Tre.Ci Servizi fornisce consulenza e assistenza alle aziende che svolgono lavori in spazi confinati o sospetti di inquinamento per il mantenimento della qualifica. Nell’attesa di alcuni chiarimenti sul DPR 177/2011 da parte del ministero, sottoponiamo di seguito alcune questioni che, a nostro modo di vedere sono ancora aperte.

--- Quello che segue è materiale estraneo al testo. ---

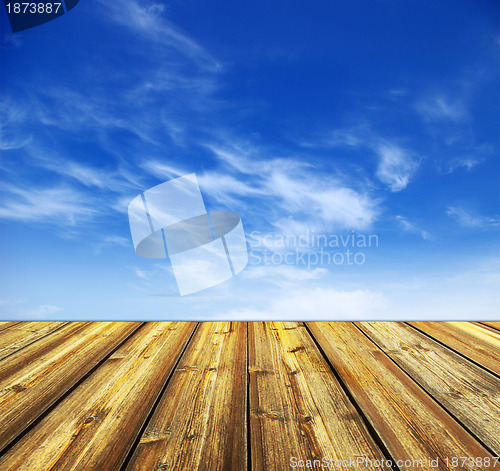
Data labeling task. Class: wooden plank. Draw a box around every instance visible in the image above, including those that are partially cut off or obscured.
[0,321,20,332]
[409,322,500,375]
[0,322,67,360]
[249,322,390,471]
[0,322,140,450]
[0,322,195,471]
[356,322,500,456]
[127,322,247,471]
[308,322,492,471]
[481,322,500,330]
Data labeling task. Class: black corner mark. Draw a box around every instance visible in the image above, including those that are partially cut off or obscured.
[3,0,79,33]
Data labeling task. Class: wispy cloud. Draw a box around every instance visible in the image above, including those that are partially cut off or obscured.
[396,215,432,240]
[0,98,32,151]
[96,0,220,69]
[16,304,62,319]
[376,142,419,191]
[415,95,467,122]
[201,138,379,231]
[224,288,388,321]
[304,123,421,192]
[446,206,500,228]
[0,185,100,226]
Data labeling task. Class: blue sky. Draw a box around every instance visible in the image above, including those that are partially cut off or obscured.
[0,0,500,320]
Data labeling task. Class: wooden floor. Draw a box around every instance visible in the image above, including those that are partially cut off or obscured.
[0,322,500,471]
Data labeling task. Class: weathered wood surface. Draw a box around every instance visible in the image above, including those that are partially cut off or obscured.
[308,322,491,471]
[127,322,248,471]
[481,322,500,330]
[249,322,390,471]
[0,321,20,332]
[0,322,500,471]
[0,323,194,471]
[410,322,500,376]
[357,322,500,455]
[0,322,139,450]
[0,322,67,360]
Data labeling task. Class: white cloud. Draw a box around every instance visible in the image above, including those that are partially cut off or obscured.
[376,143,419,191]
[223,288,388,321]
[446,206,500,228]
[415,95,467,122]
[0,98,32,151]
[20,304,62,319]
[304,128,420,192]
[0,186,99,226]
[242,265,328,288]
[96,0,220,69]
[203,139,379,230]
[396,216,432,240]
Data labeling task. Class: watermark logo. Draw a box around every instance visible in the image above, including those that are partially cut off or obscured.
[128,173,248,296]
[248,230,379,269]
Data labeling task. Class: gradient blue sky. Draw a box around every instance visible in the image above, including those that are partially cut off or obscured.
[0,0,500,320]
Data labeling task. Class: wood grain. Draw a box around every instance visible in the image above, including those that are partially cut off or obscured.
[249,322,390,471]
[481,322,500,330]
[308,322,491,471]
[357,322,500,455]
[0,322,140,450]
[409,322,500,376]
[0,322,195,471]
[0,322,67,360]
[127,322,247,471]
[0,321,19,332]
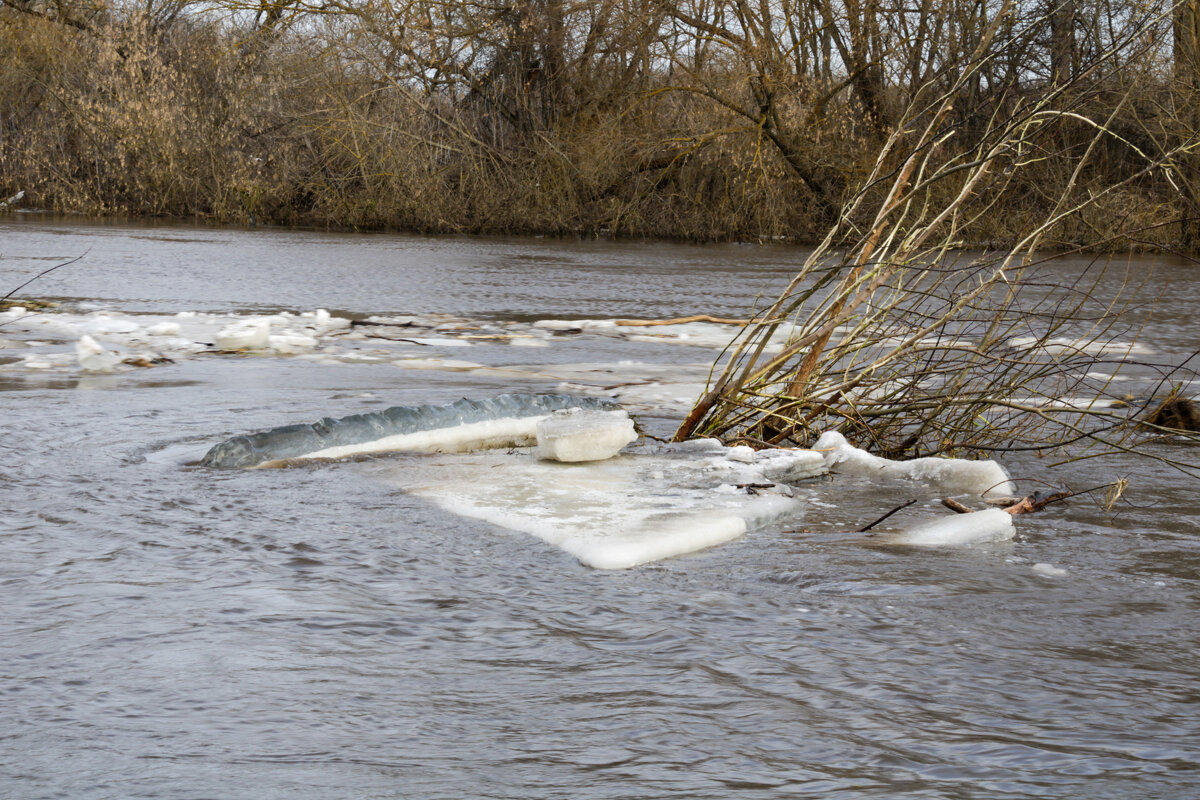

Il decreto specifica che “Qualsiasi attività lavorativa nel settore degli ambienti sospetti di inquinamento o confinati può essere svolta unicamente da imprese o lavoratori autonomi qualificati in ragione del possesso dei seguenti requisiti: […]” e tra i requisiti si individua la ”presenza di personale, in percentuale non inferiore al 30 per cento della forza lavoro, con esperienza almeno triennale relativa a lavori in ambienti sospetti di inquinamento o confinati, assunta con contratto di lavoro subordinato a tempo indertminato ovvero anche con altre tipologie contrattuali o di appalto, a condizione, in questa seconda ipotesi, che i relativi contratti siano stati preventivamente certificati ai sensi del Titolo VIII, Capo I, del decreto legislativo 10 settembre 2003, n. 276.. Tale esperienza deve essere necessariamente in possesso dei lavoratori che svolgono le funzioni di preposto;[…]”

Tra le questioni da chiarire, a nostro modo di vedere, vi è la definizione del computo del 30% della forza lavoro. Il decreto, infatti non specifica se per forza lavoro si debba intendere la i componenti della squadra che accede agli spazi confinati sospetti di inquinamento oppure il totale della forza lavoro aziendale. Il Decreto, invece, specifica che i lavoratori che svolgono la figura del preposto (ex DPR 177/11) devono essere necessariamente in possesso di esperienza triennale relativa ai lavori in ambienti sospetti di inquinamento o confinati.